Saya diajak keluar sekretariat masjid, melihat secara langsung kantor kas  Bank Daur Ulang ARRASYI. Terdapat ruangan khusus, berisi tumpukkan kardus diikat rapi. Pada periode tertentu, sampah terkumpul siap diangkut dan dijual ke pengepul.
Tanpa terasa empat tahun sudah, BDU ARRASYI beroperasi. Sebuah gerobak motor bercat biru gagah, adalah progres nyata dari pengelolaan BDU ARRASYI. Dua gerobak sampah menjadi asset, berharap terus berkembang dan membawa manfaat bagi masyarakat.
Obrolan saya beralih dengan satu takmir lagi, yaitu lelaki berwajah kalem Pak Didin namanya. Pogram sodaqoh biopori yang digawangi, berangkat dari keprihatianan atas minimnya daerah resapan di daerah penyangga Ibukota ini.
Akibat lahan yang terbatas, kini warga membuat rumah berdempetan. Belum lagi pengembang property, sampai tega menguruk daerah resapan untuk dibangun proyek perumahan. Permukaan tanah tak lagi terbuka, akibat dilakukan penyemanan secara permanen.
"Kalau sudah datang musim hujan, genangan air dapat disaksikan dimana-mana" Ujar Pak Didin dengan air muka kecut.
Genangan air hujan bercampur air got, berpotensi mengakibatkan penyakit. Kurang bagus bagi kesehatan, utamanya bagi anak anak, ibu hamil dan orang tua.

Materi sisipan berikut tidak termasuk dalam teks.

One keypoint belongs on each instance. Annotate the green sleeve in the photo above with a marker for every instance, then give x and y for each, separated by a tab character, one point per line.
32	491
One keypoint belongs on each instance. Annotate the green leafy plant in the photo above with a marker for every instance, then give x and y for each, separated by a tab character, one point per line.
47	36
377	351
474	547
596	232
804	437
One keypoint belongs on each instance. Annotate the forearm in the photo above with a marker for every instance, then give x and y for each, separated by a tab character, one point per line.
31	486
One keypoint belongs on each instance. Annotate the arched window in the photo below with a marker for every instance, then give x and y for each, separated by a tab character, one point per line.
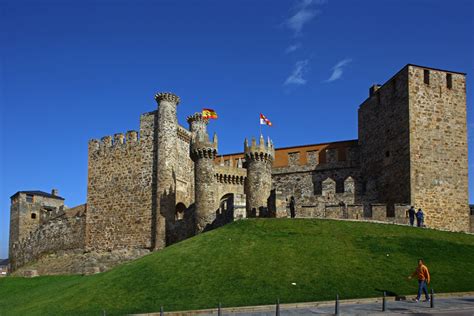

Genangan ini pula, penyebab terjadinya banjir.
Ide sedekah biopori dirasa efektif dan efisien, apalagi pengerjaan atau pemasangan alat peresapan biopori ini relatif sederhana. Satu lubang penyerapan, dibuat dengan cara mengebor tanah sedalam 1- 2 meter. Kemudian dimasukkan paralon ukuran 3 inch (atau menyesuaikan kebutuhan), bagian atas paralon (sejajar permukaan tanah) ditutup kawat filter.
Kontribusi yang dilakukan, memang dampaknya relatif kecil dan sedikit. Namun apabila dilakukan dengan kontinyu dan konsisten, niscaya bak bola salju yang semakin membesar.